The school faced a lawsuit from parents who threatened to withhold tuition or transfer students

Part-time faculty at the New School, a private liberal arts university in New York, ended a three-week strike over pay and benefits after receiving concessions from the university on Saturday.

“We have countersigned a tentative agreement and the strike is ending,” UAW Local 7902, the union representing The New School and New York University, tweeted December 10.

“We look forward to returning to our students,” union members tweeted.

Nearly 90 percent of the faculty at the New School are untenured, adjunct professors and lecturers, so their walkout “had left the school at a near standstill,” The New York Times reported

Union members told The New York Times that their pay was still not comparable to their peers at similar institutions in New York, but the school had granted their health insurance demands.

Their new contract would raise pay by 13 percent in the first year for the best-paid adjunct teachers, The Times reported. “An adjunct being paid $5,753 over a semester for a three-credit course — the ceiling until now — would earn $6,520,” according to The Times.

The striking teachers stated that they had received only a small increase in salary over the previous years that did not match inflation or assist with the difficulties of the pandemic, according to The Times. They also argued that the university paid out too much money in administrator salaries.

“The school had also been facing a lawsuit from irate parents, who had threatened to withhold payment or force their children to transfer to other institutions,” The Times reported. Some parents had called for the resignation of the school’s president, Dwight McBride.

The university had paid wages and healthcare premiums for striking employees for most of the the three weeks the workers were off the job, but it cut them off near the conclusion of the strike.

On December 5 it “made the difficult decision to stop paying wages and premiums for healthcare benefits for employees who are striking,” according to a university news release.

The union represents about 2,600 part-time faculty at the school, including about 1,500 who taught this semester but walked off the job on November 16, according to TruthOut.

Faculty demanded that students should not be penalized for failing to turn in work during the strike

The unionized faculty confirmed that they had reached an agreement on Saturday and made further demands for the students who had participated in the strike.

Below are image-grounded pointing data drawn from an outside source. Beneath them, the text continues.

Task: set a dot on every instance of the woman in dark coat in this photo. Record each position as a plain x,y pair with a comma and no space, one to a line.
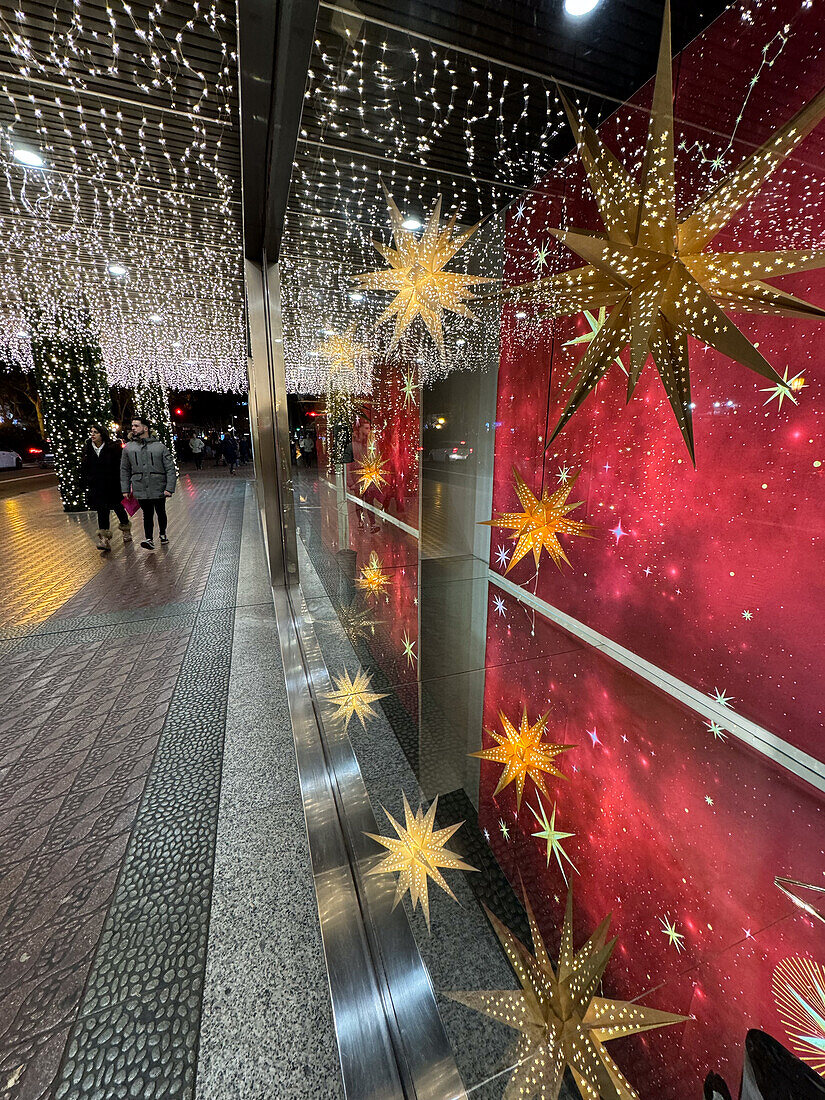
101,473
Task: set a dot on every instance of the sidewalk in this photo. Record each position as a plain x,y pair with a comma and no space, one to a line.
117,675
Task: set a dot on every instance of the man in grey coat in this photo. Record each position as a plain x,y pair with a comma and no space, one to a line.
146,468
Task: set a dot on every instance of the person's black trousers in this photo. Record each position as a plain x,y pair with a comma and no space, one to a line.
120,512
149,508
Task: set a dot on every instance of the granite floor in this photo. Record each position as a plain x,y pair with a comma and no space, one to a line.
129,683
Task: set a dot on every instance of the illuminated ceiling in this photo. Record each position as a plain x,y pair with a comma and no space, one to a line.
133,109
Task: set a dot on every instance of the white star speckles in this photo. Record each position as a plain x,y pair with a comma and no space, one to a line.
718,733
618,532
719,696
669,928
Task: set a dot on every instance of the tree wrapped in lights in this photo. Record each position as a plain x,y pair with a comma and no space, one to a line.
152,402
74,389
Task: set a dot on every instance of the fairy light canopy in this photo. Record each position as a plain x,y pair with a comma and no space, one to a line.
461,105
119,158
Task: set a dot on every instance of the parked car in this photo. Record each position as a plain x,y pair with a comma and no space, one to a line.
10,460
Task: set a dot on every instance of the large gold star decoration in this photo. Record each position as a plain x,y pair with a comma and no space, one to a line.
341,351
370,471
353,697
560,1020
652,271
541,521
523,754
373,579
416,854
417,277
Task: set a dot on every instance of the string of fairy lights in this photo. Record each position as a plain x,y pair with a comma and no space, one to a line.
382,108
119,173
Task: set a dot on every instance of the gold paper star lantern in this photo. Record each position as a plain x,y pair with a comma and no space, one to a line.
353,697
341,351
373,579
560,1020
541,521
417,277
652,272
416,854
523,754
370,471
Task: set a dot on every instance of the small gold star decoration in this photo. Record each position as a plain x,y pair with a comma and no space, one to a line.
373,579
785,387
653,272
540,523
409,649
417,277
523,754
353,697
370,471
596,322
560,1020
341,351
552,838
416,854
669,928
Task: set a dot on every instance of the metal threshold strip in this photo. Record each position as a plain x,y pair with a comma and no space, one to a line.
391,1037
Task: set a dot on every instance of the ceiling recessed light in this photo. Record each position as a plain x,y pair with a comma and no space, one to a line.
580,7
29,157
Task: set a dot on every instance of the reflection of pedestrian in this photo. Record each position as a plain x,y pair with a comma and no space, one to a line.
147,466
196,446
101,474
230,452
307,448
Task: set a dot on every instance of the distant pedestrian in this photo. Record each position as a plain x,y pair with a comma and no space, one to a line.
149,469
197,446
230,452
101,474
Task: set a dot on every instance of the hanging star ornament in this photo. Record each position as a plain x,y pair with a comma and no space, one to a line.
652,272
523,754
370,471
541,521
353,697
417,277
341,351
596,323
552,838
373,579
560,1020
416,854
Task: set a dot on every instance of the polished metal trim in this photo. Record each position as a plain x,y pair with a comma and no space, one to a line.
766,743
381,990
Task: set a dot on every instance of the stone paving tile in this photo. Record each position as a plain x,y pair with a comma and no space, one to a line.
89,682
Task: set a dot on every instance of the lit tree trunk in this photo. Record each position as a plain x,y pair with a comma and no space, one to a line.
74,391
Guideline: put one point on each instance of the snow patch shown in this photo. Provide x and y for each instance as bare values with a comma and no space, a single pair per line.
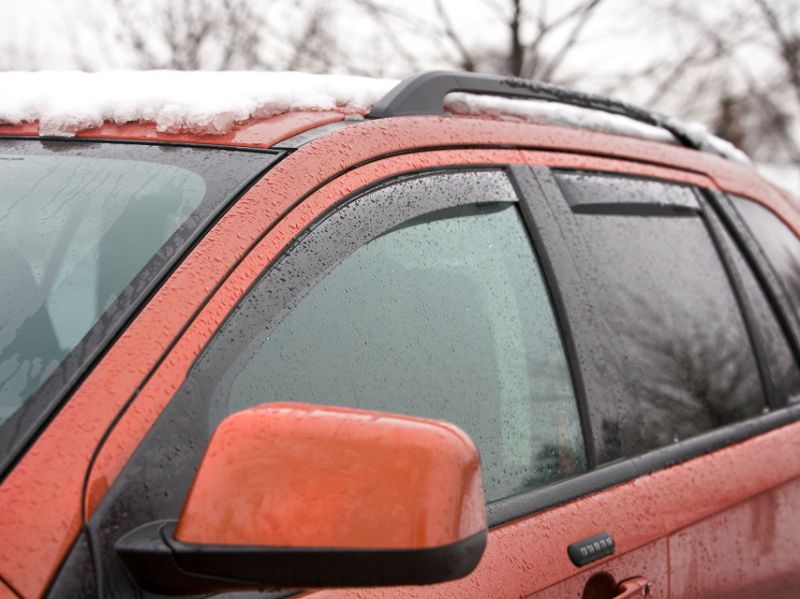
554,113
65,102
204,102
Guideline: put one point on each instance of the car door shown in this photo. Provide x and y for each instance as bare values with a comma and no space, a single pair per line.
424,294
755,543
682,355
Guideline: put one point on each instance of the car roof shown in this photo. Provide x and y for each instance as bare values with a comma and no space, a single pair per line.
256,108
285,110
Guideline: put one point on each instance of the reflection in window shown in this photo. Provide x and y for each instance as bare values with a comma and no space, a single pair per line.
779,243
444,317
667,356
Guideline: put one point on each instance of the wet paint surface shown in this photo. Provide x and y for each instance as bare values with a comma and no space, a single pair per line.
40,507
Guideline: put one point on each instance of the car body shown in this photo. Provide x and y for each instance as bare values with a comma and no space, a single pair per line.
660,313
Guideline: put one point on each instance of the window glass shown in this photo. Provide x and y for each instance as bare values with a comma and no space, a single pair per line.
85,229
445,316
779,243
780,362
665,352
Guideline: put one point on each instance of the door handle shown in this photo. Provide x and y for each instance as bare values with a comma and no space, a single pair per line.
633,588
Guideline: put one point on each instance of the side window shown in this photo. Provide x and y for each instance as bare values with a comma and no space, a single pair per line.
424,305
781,365
780,244
664,351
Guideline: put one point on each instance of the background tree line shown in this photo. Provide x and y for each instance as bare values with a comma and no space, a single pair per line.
733,65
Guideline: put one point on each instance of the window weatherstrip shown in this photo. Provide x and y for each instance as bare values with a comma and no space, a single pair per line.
526,504
533,186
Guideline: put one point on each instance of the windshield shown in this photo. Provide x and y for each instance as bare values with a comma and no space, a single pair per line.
77,229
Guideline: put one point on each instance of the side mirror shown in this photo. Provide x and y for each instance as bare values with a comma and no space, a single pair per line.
297,495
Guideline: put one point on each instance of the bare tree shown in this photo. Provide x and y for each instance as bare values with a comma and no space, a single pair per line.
535,37
210,35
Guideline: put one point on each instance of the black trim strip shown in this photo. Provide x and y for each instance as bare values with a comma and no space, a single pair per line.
533,186
524,504
770,282
713,226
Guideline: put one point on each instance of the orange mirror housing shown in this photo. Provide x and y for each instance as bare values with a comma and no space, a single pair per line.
299,475
299,495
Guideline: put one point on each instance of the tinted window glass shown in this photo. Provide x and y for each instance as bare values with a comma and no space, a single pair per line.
780,363
665,352
444,316
779,243
86,231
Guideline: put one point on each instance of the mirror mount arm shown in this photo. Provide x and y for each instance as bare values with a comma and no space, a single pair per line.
161,564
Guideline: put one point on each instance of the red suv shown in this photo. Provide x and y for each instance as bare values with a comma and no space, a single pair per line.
228,361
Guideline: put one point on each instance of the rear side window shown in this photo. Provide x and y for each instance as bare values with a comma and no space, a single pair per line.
665,352
781,366
778,242
444,315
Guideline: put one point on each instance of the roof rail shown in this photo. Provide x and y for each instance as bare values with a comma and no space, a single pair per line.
424,93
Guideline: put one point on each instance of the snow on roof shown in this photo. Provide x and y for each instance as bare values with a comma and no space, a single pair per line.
65,102
204,102
544,112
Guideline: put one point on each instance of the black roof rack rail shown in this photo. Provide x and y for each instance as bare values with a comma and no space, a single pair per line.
424,93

“No student will be penalized for not attending class after the strike,” they demanded. “No student will be penalized for not attending class during the strike. No student will be penalized for not submitting work during the strike. No student will be expected to complete new assignments after the strike.”

The total cost to attend the New School, including tuition, fees and living expenses, was $78,744 in 2021-22, according to the National Center for Education Statistics. However, students typically pay less when financial aid is factored in, according to Tuition Tracker.